Hewlett-Packard's (HPQ) former CEO Leo Apotheker was essentially fired from his position yesterday after only 11 months on the job. He was immediately replaced by Meg Whitman, because (according to HP's press release), she is a "technology visionary" and "a strong communicator who is customer focused with deep leadership capabilities". Clearly, these are rather subjective attributes, and no effort was made to back up these claims.
It strikes me as odd that the board made no effort to justify the hiring on the basis of the metrics that should appeal most to investors: the manager's ability to generate returns on capital. The media's reaction has been no better; the articles discussing Whitman's hiring appear to be focused on HP's languishing stock price and regurgitating the subjective criteria attributed to Whitman in HP's release.
Often, it can be difficult to evaluate a manager. If the manager led a private company or led parts of a public company but in a subordinate role or led a company for only a short period, we may not have enough information to determine the manager's effectiveness. But in Meg Whitman's case, we have a plethora of data at our disposal. This is because she was the CEO of eBay (EBAY) from 1998 to 2008, which can give us great insights as to her effectiveness as a chief executive.
At first glance, it may look like she did an extraordinary job. Consider eBay's growth in shareholder equity over the period in which she presided:
Clearly, eBay grew by a lot over this period. Unfortunately for shareholders, however, it was not exactly profitable growth. Surprisingly, here's what eBay's return on equity (ROE) was over that same period:
In other words, returns were pretty mediocre, essentially generating something pretty close to their cost of capital: over Whitman's decade-long tenure heading eBay, return on equity averaged just 7.9%. The growth in shareholder equity depicted in the first chart above was the result of share issuances and share-based acquisitions, but the return numbers show that little in the way of value was actually added for shareholders!
To the media and the financially illiterate, all growth looks good. To value investors, however, it's clear that the actual returns were unimpressive. This helps explain why the company's stock price is not far from its highs in 1999 and 2000, and why it still trades well below its average price in 2004.
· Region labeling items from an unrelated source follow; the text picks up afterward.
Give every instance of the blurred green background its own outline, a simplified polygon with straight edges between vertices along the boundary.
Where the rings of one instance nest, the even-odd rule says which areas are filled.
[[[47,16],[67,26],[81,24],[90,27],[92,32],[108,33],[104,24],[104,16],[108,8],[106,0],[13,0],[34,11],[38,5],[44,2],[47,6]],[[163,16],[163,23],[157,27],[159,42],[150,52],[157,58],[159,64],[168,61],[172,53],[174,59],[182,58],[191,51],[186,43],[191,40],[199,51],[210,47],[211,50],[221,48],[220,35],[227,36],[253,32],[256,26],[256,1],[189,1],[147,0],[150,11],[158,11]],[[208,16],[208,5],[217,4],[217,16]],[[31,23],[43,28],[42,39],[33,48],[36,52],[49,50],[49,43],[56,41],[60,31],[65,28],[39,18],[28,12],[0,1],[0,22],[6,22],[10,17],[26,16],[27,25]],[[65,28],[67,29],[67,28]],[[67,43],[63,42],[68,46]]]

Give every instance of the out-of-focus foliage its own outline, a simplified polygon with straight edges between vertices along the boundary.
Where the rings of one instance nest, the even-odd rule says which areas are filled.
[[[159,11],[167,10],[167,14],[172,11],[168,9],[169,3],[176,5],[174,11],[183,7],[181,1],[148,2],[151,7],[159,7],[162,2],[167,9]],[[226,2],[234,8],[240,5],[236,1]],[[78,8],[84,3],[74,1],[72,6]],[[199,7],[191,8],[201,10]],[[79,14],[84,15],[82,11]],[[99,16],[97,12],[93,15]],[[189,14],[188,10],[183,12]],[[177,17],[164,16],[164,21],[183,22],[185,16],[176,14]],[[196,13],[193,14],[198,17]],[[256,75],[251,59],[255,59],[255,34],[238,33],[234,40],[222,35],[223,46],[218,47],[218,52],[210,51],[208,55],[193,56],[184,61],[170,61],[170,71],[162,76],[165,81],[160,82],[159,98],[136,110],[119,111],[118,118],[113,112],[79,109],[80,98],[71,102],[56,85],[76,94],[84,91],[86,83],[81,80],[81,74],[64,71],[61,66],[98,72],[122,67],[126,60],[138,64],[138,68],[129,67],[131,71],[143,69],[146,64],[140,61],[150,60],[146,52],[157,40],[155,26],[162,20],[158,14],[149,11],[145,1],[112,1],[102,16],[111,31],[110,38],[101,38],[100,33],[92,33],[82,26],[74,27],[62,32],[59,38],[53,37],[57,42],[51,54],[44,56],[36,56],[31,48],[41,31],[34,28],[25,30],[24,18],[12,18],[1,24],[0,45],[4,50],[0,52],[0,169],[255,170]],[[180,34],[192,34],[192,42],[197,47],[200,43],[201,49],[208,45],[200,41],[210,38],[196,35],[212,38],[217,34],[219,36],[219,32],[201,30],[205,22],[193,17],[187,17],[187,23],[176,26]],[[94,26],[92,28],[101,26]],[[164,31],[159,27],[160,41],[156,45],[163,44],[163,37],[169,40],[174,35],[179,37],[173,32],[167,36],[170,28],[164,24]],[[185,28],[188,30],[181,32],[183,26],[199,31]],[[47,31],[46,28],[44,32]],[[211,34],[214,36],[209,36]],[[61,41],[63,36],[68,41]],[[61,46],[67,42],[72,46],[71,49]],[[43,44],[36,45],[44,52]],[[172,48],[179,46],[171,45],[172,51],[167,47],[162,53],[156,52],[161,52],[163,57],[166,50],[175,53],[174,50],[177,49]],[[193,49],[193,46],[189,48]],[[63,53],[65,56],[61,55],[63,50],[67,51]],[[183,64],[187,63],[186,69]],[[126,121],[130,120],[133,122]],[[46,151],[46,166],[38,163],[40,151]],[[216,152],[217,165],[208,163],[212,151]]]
Though ROE starts looking good in 2008, this is because the company took a large Goodwill write-down in 2007 (related to its 2005 acquisition of Skype). This serves to raise ROE in 2008 and subsequent years due to the lowered level of equity.
One could probably also argue that considering eBay's competitive advantage during this period, the company's financial performance should have been a lot better. eBay enjoyed certain network effects that gave it an advantage over its competition. You wouldn't know it from those return numbers depicted above, however.
The fact that eBay's board rushed to hire someone with such a mediocre track record is puzzling. Hopefully, they do have some reason to hire Whitman that is grounded in fact and data, and not just because she is a great saleswoman who was able to convince others that she is "a strong communicator who is customer focused with deep leadership capabilities" to quote from HP's press release.
Regarding Apotheker's ouster, is 11 months really a long enough period in which to evaluate his performance? I would argue that the answer is no. In large organizations, it often takes years to see the results of strategic decisions. For example, Steve Jobs officially became Apple's CEO in the year 2000. But it wasn't until 2005 that Apple's ROE and ROA rose above 10% (and have stayed there ever since).
It also appears unlikely that Apotheker was fired because of strategic disagreements with the board, either. As Whitman took the job, she re-iterated HP's desire to spin off the PC business and to press forward with its multi-billion dollar purchase of Autonomy.
So if Apotheker wasn't given enough time, and if there were no strategic disagreements, why was he fired? It appears likely that HP's board reacted to HP's stock price. Evaluating a manager's performance based on the company's stock price sounds like a very poor idea, particularly over a time frame as short as 11 months! A lot of factors irrelevant to the company's actual performance get incorporated into stock prices, including macroeconomic factors and investor perception/confidence.
However, based on the board's subsequent hiring of Whitman, perhaps the board's actions shouldn't be all that surprising. This board appears to give undue weight to factors unrelated to long-term returns on capital. Meg Whitman is probably a great saleswoman, who convinced her fellow board members that she is the right person for the job. Her track record in a previous stint as a CEO of a billion-dollar firm, however, suggests otherwise.